Clinical features. Under normal circumstances, patients with WPW syndrome are asymptomatic. As was the case with our patient, individuals who develop one of the 4 characteristic arrhythmias can experience light-headedness and syncope.
Treatment. An unstable patient who is experiencing PSVT, AF, or atrial flutter should receive synchronized cardioversion; those experiencing ventricular fibrillation should receive defibrillation (TABLE 2).23 For stable patients, therapy is tailored to the type of arrhythmia. Calcium channel blockers, beta-blockers, and adenosine might be appropriate for patients with orthodromic PSVT but should be avoided in patients with antidromic PSVT, AF, or atrial flutter because these medications block AV node conduction and thus facilitate conduction down the bundle of Kent, which can result in potentially unstable arrhythmias. In general, the longer an arrhythmia has been present, the less effective the pharmacologic intervention because of the increasing sympathetic tone.

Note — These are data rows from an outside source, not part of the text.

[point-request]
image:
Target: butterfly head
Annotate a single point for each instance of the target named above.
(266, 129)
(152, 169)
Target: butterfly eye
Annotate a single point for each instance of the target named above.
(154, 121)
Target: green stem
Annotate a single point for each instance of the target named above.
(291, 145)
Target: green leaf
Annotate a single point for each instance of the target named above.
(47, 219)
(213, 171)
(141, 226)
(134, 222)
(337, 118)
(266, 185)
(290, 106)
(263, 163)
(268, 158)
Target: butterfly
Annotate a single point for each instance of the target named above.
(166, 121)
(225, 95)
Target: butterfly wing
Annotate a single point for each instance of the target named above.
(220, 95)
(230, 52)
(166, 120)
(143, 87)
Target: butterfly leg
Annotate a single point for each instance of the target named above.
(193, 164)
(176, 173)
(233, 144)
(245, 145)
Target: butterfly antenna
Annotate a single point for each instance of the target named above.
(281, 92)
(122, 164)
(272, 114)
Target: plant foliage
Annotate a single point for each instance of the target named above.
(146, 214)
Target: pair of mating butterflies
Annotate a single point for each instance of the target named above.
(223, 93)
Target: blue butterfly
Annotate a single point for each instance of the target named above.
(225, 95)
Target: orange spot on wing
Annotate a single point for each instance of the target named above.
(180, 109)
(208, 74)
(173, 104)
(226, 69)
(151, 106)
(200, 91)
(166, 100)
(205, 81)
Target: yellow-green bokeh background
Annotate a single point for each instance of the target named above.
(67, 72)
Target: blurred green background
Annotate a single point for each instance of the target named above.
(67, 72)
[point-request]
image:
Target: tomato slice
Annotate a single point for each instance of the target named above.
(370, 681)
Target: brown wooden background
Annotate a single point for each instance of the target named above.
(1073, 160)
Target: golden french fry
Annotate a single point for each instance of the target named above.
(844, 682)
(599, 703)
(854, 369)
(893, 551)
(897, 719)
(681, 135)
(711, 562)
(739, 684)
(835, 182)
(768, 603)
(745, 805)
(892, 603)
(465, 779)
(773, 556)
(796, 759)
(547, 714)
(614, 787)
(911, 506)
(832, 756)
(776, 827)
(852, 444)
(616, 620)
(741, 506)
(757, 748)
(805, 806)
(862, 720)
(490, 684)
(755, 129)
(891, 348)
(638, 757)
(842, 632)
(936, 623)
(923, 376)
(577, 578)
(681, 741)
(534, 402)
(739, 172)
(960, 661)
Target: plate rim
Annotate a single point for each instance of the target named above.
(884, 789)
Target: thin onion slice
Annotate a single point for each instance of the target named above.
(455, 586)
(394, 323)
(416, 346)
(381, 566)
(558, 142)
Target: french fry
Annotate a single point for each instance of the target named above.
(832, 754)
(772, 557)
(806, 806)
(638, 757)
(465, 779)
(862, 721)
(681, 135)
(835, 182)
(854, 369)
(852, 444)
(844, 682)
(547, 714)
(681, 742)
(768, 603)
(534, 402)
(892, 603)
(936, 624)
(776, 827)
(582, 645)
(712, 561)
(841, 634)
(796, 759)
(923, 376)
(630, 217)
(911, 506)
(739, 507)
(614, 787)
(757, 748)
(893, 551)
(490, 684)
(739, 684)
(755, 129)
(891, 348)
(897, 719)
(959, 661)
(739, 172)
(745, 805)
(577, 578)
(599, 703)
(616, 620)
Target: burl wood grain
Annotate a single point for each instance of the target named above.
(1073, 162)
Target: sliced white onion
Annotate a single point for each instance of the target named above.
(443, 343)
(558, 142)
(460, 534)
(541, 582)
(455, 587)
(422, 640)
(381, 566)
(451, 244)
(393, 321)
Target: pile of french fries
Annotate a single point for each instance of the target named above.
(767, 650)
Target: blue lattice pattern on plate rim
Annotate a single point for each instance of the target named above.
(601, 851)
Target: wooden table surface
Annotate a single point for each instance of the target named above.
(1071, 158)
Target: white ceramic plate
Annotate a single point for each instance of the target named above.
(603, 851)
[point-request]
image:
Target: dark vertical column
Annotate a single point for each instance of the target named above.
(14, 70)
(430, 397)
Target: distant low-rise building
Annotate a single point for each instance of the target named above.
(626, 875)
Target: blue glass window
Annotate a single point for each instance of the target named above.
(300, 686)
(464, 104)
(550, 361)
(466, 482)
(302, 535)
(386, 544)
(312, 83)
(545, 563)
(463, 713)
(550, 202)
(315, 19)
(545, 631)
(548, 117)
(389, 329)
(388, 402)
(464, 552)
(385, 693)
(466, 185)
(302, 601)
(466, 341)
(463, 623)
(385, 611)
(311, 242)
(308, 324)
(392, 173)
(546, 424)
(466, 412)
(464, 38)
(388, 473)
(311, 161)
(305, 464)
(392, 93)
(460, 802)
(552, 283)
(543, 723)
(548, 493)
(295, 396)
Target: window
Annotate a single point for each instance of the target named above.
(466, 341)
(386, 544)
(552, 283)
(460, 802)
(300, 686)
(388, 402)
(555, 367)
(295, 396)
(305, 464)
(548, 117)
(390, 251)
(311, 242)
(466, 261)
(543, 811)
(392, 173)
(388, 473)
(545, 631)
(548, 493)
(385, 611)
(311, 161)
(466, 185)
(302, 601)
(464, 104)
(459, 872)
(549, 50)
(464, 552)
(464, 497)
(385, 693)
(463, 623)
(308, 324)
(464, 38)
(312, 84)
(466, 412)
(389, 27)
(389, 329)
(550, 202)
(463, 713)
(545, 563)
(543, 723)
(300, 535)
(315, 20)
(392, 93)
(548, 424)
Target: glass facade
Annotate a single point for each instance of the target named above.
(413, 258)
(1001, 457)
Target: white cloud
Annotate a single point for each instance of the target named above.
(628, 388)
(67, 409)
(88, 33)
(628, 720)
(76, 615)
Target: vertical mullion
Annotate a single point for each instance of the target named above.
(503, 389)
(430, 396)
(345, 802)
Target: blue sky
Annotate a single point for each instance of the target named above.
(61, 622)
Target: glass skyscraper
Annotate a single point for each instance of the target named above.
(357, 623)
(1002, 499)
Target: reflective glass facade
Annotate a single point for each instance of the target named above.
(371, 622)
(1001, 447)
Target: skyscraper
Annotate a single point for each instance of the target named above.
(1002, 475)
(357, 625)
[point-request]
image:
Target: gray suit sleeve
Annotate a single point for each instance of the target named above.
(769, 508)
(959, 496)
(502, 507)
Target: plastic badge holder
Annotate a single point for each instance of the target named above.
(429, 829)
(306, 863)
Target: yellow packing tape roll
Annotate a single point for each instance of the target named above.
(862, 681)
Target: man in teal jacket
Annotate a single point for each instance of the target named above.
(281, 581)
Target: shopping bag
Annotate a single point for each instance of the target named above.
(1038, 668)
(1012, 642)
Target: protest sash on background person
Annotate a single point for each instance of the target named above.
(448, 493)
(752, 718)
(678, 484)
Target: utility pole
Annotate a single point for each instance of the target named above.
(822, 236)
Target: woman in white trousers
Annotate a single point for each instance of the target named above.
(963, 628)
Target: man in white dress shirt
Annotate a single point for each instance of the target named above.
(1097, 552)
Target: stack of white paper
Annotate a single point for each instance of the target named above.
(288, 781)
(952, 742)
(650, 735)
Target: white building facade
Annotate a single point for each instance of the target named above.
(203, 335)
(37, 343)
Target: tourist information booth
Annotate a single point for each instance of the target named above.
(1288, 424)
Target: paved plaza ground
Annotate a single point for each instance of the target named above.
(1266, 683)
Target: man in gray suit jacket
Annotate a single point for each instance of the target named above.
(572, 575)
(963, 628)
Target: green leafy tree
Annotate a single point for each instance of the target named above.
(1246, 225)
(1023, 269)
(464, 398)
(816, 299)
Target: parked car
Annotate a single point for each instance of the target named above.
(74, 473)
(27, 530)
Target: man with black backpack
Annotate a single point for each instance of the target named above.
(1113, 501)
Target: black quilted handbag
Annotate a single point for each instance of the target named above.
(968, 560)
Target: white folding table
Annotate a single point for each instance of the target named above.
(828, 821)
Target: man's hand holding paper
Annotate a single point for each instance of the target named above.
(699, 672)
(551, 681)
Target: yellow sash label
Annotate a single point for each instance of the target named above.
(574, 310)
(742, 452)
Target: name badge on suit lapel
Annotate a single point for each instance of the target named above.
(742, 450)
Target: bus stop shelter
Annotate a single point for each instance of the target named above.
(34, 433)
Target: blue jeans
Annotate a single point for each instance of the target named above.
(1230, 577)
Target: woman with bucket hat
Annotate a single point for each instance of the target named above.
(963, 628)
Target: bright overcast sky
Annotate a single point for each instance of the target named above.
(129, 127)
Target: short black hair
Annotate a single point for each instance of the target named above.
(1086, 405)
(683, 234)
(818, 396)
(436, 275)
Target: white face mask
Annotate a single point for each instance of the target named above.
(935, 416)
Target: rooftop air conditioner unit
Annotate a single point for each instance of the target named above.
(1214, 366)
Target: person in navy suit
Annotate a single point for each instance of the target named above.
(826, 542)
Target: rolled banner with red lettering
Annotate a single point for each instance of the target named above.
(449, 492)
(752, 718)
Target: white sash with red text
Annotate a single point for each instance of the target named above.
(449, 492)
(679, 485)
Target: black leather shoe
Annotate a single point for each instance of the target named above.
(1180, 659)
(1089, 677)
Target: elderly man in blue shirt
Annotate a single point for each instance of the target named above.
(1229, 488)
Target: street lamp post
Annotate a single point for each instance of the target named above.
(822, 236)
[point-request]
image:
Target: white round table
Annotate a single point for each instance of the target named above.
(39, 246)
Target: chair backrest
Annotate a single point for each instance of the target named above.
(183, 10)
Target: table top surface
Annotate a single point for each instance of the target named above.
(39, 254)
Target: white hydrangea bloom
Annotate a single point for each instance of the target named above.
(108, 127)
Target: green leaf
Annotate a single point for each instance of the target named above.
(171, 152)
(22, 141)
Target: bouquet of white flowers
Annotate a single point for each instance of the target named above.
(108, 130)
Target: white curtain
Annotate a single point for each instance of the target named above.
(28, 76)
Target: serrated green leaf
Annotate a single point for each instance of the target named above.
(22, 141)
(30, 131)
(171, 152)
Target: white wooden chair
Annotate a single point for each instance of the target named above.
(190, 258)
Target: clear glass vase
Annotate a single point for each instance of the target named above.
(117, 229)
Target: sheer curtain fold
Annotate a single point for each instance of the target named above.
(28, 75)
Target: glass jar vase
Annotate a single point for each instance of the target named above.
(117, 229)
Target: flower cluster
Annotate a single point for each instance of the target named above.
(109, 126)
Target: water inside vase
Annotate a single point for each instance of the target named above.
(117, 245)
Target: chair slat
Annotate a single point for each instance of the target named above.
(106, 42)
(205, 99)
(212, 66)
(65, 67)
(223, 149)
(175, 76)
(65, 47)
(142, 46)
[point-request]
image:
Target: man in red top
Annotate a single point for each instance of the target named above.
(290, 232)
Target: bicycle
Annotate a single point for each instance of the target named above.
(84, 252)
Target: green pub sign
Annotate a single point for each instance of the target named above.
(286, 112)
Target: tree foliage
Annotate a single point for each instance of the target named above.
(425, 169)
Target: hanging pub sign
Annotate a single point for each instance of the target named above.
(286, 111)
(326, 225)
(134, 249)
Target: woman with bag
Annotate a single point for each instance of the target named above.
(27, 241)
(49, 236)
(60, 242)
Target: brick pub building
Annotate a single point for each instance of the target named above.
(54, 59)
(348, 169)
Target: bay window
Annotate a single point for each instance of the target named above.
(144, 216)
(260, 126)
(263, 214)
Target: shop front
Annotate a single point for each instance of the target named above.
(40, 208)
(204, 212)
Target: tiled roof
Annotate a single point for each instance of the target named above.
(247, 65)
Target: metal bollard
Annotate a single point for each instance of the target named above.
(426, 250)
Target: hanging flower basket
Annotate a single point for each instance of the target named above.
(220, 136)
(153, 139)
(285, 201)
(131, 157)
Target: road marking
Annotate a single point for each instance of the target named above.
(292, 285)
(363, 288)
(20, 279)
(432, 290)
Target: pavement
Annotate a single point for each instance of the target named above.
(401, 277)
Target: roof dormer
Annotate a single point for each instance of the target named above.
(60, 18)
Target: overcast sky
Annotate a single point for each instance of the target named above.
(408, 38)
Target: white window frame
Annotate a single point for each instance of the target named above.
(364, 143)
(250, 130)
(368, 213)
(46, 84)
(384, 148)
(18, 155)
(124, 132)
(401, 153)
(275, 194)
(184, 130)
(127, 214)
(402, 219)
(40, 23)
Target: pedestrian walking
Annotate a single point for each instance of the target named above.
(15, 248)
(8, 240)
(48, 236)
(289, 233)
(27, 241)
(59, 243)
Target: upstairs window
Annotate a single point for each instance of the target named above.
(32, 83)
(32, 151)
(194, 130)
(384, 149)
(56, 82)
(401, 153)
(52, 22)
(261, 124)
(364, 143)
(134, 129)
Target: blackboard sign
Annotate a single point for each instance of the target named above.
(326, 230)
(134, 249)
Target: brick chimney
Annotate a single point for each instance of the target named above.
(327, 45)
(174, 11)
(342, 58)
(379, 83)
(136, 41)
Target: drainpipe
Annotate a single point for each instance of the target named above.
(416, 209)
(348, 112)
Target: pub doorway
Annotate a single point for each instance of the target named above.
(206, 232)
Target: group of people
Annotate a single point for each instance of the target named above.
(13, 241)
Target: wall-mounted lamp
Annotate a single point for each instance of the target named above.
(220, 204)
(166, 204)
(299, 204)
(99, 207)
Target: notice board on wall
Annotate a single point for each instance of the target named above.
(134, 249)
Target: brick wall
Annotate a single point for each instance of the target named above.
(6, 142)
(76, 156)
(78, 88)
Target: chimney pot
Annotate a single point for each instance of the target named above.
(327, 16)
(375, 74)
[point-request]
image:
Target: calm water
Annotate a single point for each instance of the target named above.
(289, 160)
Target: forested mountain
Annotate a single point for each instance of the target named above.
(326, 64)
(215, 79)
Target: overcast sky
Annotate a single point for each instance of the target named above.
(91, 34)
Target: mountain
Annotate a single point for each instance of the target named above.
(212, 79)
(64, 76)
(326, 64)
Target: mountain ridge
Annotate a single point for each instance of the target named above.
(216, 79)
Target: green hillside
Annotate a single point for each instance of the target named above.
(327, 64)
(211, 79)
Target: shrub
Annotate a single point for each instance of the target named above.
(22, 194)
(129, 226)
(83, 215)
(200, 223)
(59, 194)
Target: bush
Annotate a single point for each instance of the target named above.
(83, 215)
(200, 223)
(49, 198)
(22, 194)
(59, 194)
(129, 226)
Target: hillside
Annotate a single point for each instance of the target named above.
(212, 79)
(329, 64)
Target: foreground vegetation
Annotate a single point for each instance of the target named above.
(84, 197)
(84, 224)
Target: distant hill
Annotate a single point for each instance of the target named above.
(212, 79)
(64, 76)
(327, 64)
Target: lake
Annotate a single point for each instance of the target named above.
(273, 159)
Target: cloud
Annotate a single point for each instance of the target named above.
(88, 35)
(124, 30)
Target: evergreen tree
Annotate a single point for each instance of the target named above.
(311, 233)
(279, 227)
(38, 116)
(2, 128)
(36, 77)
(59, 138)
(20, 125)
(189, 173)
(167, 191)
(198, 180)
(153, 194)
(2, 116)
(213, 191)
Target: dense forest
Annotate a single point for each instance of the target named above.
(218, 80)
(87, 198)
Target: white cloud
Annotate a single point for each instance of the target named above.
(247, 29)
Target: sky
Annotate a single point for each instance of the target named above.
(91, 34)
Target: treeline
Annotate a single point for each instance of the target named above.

An unstable patient who is experiencing PSVT, AF, or atrial flutter associated with Wolff-Parkinson-White syndrome should receive synchronized cardioversion.Preventive long-term therapies for WPW patients who have experienced arrhythmia include antiarrhythmic medications or ablative procedures. Long-term antiarrhythmic therapy often is reserved for older, more sedentary individuals with less frequent arrhythmias that are not life-threatening. Radiofrequency ablation is a popular option, with long-term success rates as high as 95% and complication rates <1%.23 Patients in whom a WPW pattern is identified incidentally on EKG should be referred to cardiology for EP studies and risk stratification.25
CASE 4 › A 61-year-old woman has an episode of substernal exertional chest pressure that lasted approximately 2 hours but resolved before she arrived at her physician’s office. She also experienced mild nausea. She has no history of coronary artery disease but says that she has experienced similar episodes of chest pressure. What abnormality is seen on her EKG (FIGURE 4)? What is the most likely cause of her symptoms?
The EKG abnormality and diagnosis. Although classically associated with syncope, hypertrophic cardiomyopathy (HCM) often presents similarly to acute coronary syndromes, with chest pain and dyspnea on exertion.26 This patient had no history of cardiac disease or family history of SCD or cardiomyopathy; however, her EKG showed changes indicating left ventricular hypertrophy (LVH), which is consistent with HCM (FIGURE 4, ARROWS). Echocardiography identified myocardial hypertrophy, normal left ventricular ejection fraction, but severe left ventricular outflow obstruction and mild diastolic dysfunction. She was treated with metoprolol and verapamil.